O pai aceitou o desafio.
- Muito bem, Carolina. Eu vou acabar primeiro do que tu.
- Tu és o Bernardo, o Mateus é o Afonso, a Clara é a Joana, a Inês é a Maria, e a mãe é a Catarina…
E assim continuou a distribuir tarefas pelos inesperados amiguinhos e nem reparou nos pedaços que, entretanto, a mãe foi acrescentando. A certa altura, fixou a Clara por alguns segundos e perguntou:
- Clara, o que queres ser quando fores crescida?
- Cabeleireira!
-E tu, Mateus?
- Eu vou ser veterinário!
- E eu vou ser a doutora brinquedos – completou a Teresa com satisfação. Depois fitou a mãe:
- Diz, filha.
- E tu, mãe, o que queres ser quando fores crescida?
Distraiu-se a menina com as gargalhadas explosivas dos irmãos e não reparou no repentino movimento do pai que se endireitou na cadeira para ouvir atentamente a resposta da mãe. Aquela pergunta inocente, com aparência absurda, acabava de abrir uma passagem secreta entre os dois mundos normalmente separados pouco depois da nascença. De repente, paramos de crescer. Habituamo-nos à altura que temos e ao mundo que daí vemos. Uma vez crescidos, crescidos ficamos.  De imediato, cortamos o cordão inicial que sempre nos obriga a crescer – sonhar.

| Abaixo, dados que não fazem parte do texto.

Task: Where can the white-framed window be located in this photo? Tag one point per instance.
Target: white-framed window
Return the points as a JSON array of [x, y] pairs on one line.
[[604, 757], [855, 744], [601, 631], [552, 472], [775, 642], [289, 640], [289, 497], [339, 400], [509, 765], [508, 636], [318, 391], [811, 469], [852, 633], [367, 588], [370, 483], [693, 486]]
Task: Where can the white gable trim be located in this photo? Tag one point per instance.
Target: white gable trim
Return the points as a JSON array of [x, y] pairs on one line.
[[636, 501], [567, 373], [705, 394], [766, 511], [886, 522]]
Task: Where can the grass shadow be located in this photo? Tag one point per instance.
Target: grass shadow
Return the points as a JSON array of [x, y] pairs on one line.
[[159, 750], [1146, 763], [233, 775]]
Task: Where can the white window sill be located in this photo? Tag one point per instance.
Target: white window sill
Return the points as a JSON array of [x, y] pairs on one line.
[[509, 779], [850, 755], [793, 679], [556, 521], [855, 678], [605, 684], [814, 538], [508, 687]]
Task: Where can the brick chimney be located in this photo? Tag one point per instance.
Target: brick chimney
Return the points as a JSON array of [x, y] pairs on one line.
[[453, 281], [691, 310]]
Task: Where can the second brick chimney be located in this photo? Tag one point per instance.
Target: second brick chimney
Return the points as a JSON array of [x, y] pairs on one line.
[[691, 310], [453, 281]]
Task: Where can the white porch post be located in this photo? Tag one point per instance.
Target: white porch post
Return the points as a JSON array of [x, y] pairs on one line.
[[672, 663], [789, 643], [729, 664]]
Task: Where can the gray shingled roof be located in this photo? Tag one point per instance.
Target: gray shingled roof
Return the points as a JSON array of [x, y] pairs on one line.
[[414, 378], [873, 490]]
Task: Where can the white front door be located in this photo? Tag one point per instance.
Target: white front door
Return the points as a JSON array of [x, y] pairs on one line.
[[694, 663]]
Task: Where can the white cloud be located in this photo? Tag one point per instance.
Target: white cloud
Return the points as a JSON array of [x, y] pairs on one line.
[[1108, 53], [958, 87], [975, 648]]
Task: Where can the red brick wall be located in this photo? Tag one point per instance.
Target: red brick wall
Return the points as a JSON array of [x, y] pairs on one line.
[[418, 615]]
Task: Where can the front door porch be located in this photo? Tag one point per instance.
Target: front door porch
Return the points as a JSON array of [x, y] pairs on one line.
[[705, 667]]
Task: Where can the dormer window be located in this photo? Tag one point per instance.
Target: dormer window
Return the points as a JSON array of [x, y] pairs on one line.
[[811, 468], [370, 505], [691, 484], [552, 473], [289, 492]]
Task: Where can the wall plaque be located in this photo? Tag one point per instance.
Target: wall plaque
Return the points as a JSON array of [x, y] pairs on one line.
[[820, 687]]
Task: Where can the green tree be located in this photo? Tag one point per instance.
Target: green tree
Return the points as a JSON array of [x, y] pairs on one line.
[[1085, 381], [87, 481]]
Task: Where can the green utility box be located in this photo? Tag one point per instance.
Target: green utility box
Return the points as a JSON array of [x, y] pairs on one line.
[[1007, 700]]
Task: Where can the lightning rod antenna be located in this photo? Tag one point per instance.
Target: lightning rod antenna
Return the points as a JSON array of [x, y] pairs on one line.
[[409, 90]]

- Mãe, o que queres ser quando fores crescida? – insistiu a Teresa.
Mais uma vez os irmãos reagiram divertidos. Provavelmente, já não esperava a resposta. Mas o pai continuava à espera. Ele próprio tentava lembrar-se da última vez que tinha crescido.
- Eu já sou crescida, filha!
- Oh! Então já não cresces mais?!
- Talvez… Mas estou bem certa de que continuo a crescer contigo e com os teus irmãos. Serei sempre da vossa altura. Daí verei o mundo. Os vossos sonhos serão também os meus.
O pai respirou de alívio, maravilhado!
A Teresa inventou outra palhaçada para divertir os irmãos. A Inês guardou discretamente a resposta.
Talvez mais tarde, quando todos forem crescidos, estas palavras os ajudem a crescer.